Namun pernyataan Abu Bakar Baasyir bahwa apa yang dilakukan Abu Dujana cs bukan aksi terorisme melainkan kontraterorisme sangat perlu dikritisi. Apalagi dalam konferensi pers di gedung Dewan Dakwah Islamiyah Indonesia (DDII), Selasa (26/7) lalu, Baasyir juga menuntut dibubarkannya Densus 88 yang selama ini bertugas menangkap para tersangka terorisme.

Pernyataan itu memang retorika yang tipikal dari orang-orang yang mengingkari fakta terorisme di Indonesia. Kita tidak tahu, dengan bukti macam apa mereka akan berhenti mengelabui opini publik. Kita pun hanya mampu meraba-raba ikatan batin antara Baasyir dengan para pelaku teror itu. Yang kita tahu pasti, aksi-aksi terorisme telah memakan banyak korban. Dan, sudah tiba saatnya untuk berseru lantang: cukup!

Karena itu, jika opini Baasyir selalu kita perhitungkan, upaya pemberantasan terorisme mungkin saja akan terhambat. Dan, bukan mustahil aksi-aksi terorisme berikutnya akan kembali meledak karena terus mendapat pembenaran, baik secara teologis-ideologis maupun taktis-strategis.
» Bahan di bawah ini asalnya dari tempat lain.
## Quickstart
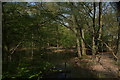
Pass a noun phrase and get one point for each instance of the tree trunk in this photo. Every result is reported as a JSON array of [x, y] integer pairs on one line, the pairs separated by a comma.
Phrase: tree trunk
[[78, 46], [82, 43], [93, 34], [77, 36], [100, 20]]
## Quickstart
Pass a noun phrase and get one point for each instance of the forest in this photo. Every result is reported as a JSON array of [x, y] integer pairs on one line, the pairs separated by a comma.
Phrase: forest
[[60, 40]]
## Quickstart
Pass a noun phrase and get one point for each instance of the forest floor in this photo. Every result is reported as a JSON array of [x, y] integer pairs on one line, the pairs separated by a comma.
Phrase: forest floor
[[99, 66]]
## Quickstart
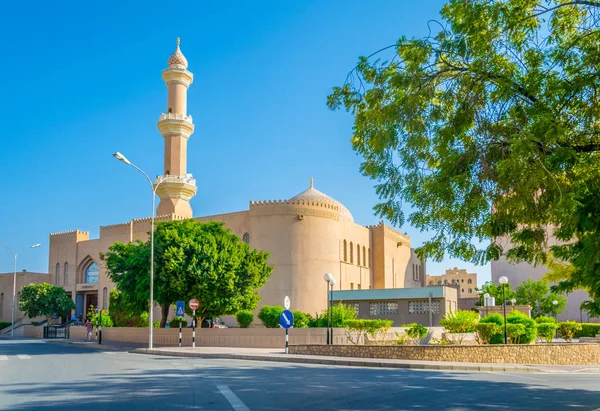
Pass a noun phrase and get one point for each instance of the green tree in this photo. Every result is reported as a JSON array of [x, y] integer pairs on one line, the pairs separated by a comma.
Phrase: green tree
[[488, 129], [45, 300], [537, 295], [496, 291], [192, 260]]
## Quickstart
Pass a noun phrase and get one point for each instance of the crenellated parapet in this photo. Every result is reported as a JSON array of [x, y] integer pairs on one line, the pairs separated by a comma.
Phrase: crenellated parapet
[[298, 208]]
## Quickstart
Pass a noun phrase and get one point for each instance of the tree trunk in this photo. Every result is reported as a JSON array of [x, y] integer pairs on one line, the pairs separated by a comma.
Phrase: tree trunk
[[165, 314]]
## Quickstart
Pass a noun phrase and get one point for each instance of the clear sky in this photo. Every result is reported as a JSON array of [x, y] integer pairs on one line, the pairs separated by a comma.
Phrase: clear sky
[[82, 80]]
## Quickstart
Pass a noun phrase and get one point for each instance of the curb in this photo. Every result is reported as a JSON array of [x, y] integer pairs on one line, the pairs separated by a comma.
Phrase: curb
[[360, 363], [92, 346]]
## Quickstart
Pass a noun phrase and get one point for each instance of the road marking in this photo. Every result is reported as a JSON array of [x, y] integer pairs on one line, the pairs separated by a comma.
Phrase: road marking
[[235, 402]]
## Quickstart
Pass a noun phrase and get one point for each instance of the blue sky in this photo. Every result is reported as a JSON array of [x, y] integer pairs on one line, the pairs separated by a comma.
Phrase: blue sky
[[82, 80]]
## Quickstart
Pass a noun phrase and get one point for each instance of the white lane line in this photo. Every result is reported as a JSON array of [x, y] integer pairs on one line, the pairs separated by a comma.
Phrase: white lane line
[[235, 402]]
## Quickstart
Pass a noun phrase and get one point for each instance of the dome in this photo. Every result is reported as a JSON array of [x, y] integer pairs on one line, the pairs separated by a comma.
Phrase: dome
[[314, 195], [177, 58]]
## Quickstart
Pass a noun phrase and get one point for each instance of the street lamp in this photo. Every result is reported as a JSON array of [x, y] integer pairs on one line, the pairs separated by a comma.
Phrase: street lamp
[[486, 297], [123, 159], [328, 278], [503, 280], [12, 331]]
Pelaku terornya memang sedikit orang, tapi sugesti dan dukungan banyak orang yang sealur pikiran telah membesarkan hati dan kekuatan mereka.
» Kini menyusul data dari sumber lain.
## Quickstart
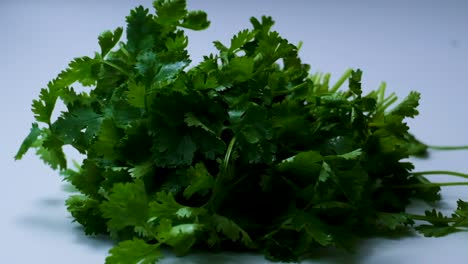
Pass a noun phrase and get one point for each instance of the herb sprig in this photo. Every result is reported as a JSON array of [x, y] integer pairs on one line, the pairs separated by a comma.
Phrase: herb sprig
[[239, 152]]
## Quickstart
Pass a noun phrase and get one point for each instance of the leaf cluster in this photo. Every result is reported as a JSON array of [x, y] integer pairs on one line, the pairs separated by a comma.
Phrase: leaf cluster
[[244, 151]]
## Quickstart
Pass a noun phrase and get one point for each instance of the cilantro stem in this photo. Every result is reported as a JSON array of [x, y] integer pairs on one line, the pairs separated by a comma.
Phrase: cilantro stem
[[448, 147], [431, 219], [115, 67], [432, 184], [227, 157], [340, 81], [452, 173]]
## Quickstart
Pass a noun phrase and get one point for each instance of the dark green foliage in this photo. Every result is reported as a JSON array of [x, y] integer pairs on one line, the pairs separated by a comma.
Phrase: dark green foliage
[[237, 152]]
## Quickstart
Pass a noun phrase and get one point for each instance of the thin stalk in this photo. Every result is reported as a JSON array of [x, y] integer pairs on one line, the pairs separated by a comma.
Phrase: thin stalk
[[448, 147], [452, 173], [428, 185], [431, 219]]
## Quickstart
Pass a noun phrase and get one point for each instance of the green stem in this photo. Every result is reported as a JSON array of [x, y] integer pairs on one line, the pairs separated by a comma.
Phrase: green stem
[[428, 185], [448, 147], [441, 172], [340, 82], [227, 157], [217, 194], [431, 219]]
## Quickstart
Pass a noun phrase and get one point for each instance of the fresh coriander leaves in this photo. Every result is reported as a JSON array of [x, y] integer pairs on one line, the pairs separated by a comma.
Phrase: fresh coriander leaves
[[237, 152]]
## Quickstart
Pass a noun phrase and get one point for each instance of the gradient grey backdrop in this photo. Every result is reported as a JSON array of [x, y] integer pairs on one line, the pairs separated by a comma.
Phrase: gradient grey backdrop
[[422, 45]]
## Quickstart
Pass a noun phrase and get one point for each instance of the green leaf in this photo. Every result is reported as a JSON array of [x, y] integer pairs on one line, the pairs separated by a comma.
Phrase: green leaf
[[142, 170], [44, 106], [165, 206], [240, 69], [304, 163], [408, 107], [167, 74], [231, 230], [393, 221], [200, 180], [241, 39], [142, 30], [83, 70], [127, 206], [170, 12], [50, 150], [86, 212], [181, 237], [136, 94], [108, 39], [134, 251], [106, 144]]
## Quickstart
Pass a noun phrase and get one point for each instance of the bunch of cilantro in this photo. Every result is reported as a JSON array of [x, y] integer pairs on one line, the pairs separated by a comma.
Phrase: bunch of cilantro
[[244, 151]]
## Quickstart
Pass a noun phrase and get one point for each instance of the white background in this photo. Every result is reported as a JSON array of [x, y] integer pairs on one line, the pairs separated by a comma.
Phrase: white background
[[419, 46]]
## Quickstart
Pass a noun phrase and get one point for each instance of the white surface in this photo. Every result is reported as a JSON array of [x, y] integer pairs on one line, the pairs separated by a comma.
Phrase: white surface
[[421, 46]]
Sejauh ini, ungkapan pembenaran itulah yang selalu muncul dari pernyataan-pernyataan Baasyir. Selain pembenaran teologis-ideologis, para pelaku teror itu juga terbantu oleh pembenaran taktis-strategis. Oleh sementara orang, tindakan mereka dinilai sebagai aksi heroik demi membalas teror yang lebih besar, baik yang dilakukan Amerika di Irak maupun Afganistan sana. Bagi mereka, aksi mereka tidak lebih brutal dari apa yang dilakukan musuh jauh mereka: mesin-mesin perang George W Bush.

Karena musuh besar tak dapat mereka rengkuh, maka tak mengapa bertindak sekenanya terhadap musuh yang mudah dijangkau. Dengan alur pikir seperti ini, para pembenar ideologi terorisme telah ikut andil dalam memberi sugesti dan memalingkan isu dari persoalan sebenarnya. Pelaku teror dalam negeri tidak dipandang sebagai teroris, melainkan kontraterorisme. Jatuhnya korban-korban tak bersalah pun tak membuat mereka jatuh iba. Dengan entengnya, mereka dianggap berada di tempat yang salah.
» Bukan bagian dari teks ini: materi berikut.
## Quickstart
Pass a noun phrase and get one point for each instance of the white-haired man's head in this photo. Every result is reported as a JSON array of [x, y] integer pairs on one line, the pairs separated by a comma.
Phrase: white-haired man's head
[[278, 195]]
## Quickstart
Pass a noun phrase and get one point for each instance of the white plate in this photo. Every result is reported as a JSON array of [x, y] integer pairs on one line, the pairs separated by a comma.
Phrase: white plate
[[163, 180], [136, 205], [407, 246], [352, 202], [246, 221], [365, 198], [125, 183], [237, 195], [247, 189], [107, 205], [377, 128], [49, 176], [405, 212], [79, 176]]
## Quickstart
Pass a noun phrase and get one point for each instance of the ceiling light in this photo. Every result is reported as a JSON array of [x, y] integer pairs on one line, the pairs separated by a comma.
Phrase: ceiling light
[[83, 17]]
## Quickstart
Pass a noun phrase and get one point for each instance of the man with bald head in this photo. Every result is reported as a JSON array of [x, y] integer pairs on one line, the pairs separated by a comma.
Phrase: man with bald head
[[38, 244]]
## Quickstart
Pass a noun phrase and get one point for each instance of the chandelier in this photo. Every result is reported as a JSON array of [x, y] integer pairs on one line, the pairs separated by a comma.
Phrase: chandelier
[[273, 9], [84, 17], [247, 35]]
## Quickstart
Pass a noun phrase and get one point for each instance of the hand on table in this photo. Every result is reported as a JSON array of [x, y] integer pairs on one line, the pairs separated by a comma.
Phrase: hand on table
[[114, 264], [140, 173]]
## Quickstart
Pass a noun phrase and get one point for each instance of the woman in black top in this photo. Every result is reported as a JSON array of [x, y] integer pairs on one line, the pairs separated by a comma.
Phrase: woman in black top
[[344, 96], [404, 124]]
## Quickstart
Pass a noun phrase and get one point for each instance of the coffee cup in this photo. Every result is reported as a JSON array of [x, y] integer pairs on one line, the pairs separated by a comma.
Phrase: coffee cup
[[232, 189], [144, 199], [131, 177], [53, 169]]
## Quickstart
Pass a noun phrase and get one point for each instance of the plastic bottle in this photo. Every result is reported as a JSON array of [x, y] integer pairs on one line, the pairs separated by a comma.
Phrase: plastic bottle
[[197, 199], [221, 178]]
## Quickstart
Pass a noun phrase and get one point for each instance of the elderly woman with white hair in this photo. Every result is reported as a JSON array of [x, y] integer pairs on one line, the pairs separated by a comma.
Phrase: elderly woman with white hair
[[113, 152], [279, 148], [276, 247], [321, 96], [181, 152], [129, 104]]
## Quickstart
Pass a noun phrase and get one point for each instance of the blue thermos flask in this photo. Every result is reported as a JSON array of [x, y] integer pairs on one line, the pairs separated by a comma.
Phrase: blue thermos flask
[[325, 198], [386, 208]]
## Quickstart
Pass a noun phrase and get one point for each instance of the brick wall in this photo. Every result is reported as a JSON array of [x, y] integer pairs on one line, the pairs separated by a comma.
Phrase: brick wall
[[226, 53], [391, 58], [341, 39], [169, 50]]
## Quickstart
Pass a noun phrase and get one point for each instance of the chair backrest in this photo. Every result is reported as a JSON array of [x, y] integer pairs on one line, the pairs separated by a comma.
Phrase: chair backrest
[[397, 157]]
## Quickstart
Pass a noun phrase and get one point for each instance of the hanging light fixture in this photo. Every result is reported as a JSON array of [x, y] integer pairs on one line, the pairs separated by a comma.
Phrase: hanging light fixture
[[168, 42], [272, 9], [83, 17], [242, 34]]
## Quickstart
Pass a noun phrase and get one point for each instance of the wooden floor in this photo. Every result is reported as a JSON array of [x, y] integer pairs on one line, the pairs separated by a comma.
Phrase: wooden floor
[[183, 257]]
Padahal, tanpa kritik Baasyir pun, rezim Bush yang dianggap sebagai the real terrorist, telah banyak menuai kritik dari publik dalam negerinya. Sosok yang mungkin dibenci Baasyir, Geoge Soros, dalam buku Zaman Kenisbian: Konsekuensi Perang Terhadap Teror, termasuk orang paling keras menentang pendekatan Bush dalam perang melawan terorisme. Soros menggelontorkan uang jutaan dolar untuk menghambat terpilihnya kembali Bush meski ia gagal. Baginya, Amerika di bawah rezim Bush bak raksasa mabuk yang memberangus musuhnya secara serampangan.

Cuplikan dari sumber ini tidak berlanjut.